Environmental consulting is growing by leaps and bounds, playing prime time in United States corporate offices, as experts give advice in areas from product design to waste minimization.
Boasting an annual growth of 19 percent in 1990, environmental consulting and engineering is the fastest growing field in the environmental industry, according to the April Environmental Business Journal (EBJ), a newsletter based in San Diego. Last year, companies paid more than $12 billion to environmental consulting firms; 10 years ago industry revenues were $1 billion.
Grant Ferrier, the EBJ's editor, cites three reasons for the boom: The public is more aware of what corporations are doing, pollution-control laws are becoming more complex, and costs of cleanup liability are skyrocketing.
"Companies are realizing that being more proactive in environmental management rather than reactive will pay off in the long run," Mr. Ferrier says. Ideally, everyone benefits. Consultants design assembly lines that use less material and belch out less black smoke; companies spend less on waste disposal and cleanup; and consumers get cheaper, more environmentally friendly products.
Among the key companies in the field of environmental consulting are: Roy F. Weston; Camp Dresser & McKee; ICF International; Ch2M-Hill; Bechtel Environmental; and Arthur D. Little.
Ralph Earle, senior consultant at Arthur D. Little in Boston, says the most important service his company offers is "unpacking the environmental complexity" by asking the right questions.
"We did a study on disposable diapers a year ago, and decided reusable diapers are better. But if you look at the total picture - at the detergents and bleach used in the cleaning process - the answer is not that simple." Nor is there a cut-and-dried certainty about "life-cycle assessments" in general, he says. These comparative studies sometimes take into account only the disposal of products, and not their manufacture and maintenance. "One of the biggest environmental risks we run is the oversimplific ations of issues."

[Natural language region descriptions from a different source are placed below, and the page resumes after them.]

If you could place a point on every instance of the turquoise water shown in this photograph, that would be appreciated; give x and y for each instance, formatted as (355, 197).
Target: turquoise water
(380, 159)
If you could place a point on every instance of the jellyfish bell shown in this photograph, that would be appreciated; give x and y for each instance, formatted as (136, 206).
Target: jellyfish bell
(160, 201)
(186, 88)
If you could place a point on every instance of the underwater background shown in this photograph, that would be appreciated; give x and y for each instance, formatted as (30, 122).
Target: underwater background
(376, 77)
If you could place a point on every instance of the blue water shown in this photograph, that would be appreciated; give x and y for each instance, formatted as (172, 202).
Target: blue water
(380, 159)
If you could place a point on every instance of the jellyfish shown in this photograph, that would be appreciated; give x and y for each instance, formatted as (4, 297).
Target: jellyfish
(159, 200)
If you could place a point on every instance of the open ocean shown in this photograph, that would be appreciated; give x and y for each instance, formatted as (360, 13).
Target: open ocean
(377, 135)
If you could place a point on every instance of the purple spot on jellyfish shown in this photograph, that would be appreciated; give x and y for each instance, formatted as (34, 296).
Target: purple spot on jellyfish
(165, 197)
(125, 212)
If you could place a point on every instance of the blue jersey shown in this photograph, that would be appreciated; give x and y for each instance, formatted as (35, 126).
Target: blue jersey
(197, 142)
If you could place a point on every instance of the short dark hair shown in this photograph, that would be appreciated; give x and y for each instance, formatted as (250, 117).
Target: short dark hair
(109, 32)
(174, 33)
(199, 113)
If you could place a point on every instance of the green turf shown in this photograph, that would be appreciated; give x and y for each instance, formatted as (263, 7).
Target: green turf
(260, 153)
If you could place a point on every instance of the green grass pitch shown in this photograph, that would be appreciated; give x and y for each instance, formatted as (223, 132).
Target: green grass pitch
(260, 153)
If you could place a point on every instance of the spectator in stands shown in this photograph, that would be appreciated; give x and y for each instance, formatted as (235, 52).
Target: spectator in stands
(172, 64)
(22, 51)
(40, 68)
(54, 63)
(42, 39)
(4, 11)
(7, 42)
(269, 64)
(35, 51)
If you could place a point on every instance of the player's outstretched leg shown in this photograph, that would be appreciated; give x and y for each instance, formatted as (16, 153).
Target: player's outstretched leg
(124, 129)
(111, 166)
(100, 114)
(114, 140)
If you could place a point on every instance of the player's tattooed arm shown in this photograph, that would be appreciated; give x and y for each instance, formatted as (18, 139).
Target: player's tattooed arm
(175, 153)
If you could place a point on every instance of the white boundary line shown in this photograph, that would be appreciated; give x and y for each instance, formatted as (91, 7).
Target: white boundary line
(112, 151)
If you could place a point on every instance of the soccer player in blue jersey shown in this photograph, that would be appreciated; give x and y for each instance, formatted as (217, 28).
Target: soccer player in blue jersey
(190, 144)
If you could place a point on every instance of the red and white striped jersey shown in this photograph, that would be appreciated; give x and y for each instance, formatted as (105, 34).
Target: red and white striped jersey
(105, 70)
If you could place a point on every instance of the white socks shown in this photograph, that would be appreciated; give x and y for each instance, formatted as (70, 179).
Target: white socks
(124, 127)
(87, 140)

David Doyle, senior vice president of environmental management at Camp Dresser & McKee Inc. in Cambridge, Mass., says business has been growing steadily 25 to 30 percent in the past five years. Buzzwords like "environmental stewardship" and "proactive" are propelling even multinational companies to seek cradle-to-grave solutions to manufacturing processes.
"Environmental compliance and regulation is becoming a global business. We're seeing a more astute public around the world demanding better environmental controls for their own quality of life. The major multinational firms are seeing they have an obligation - a public stewardship - to be good neighbors. There is national pride in not being a polluter," Mr. Doyle says.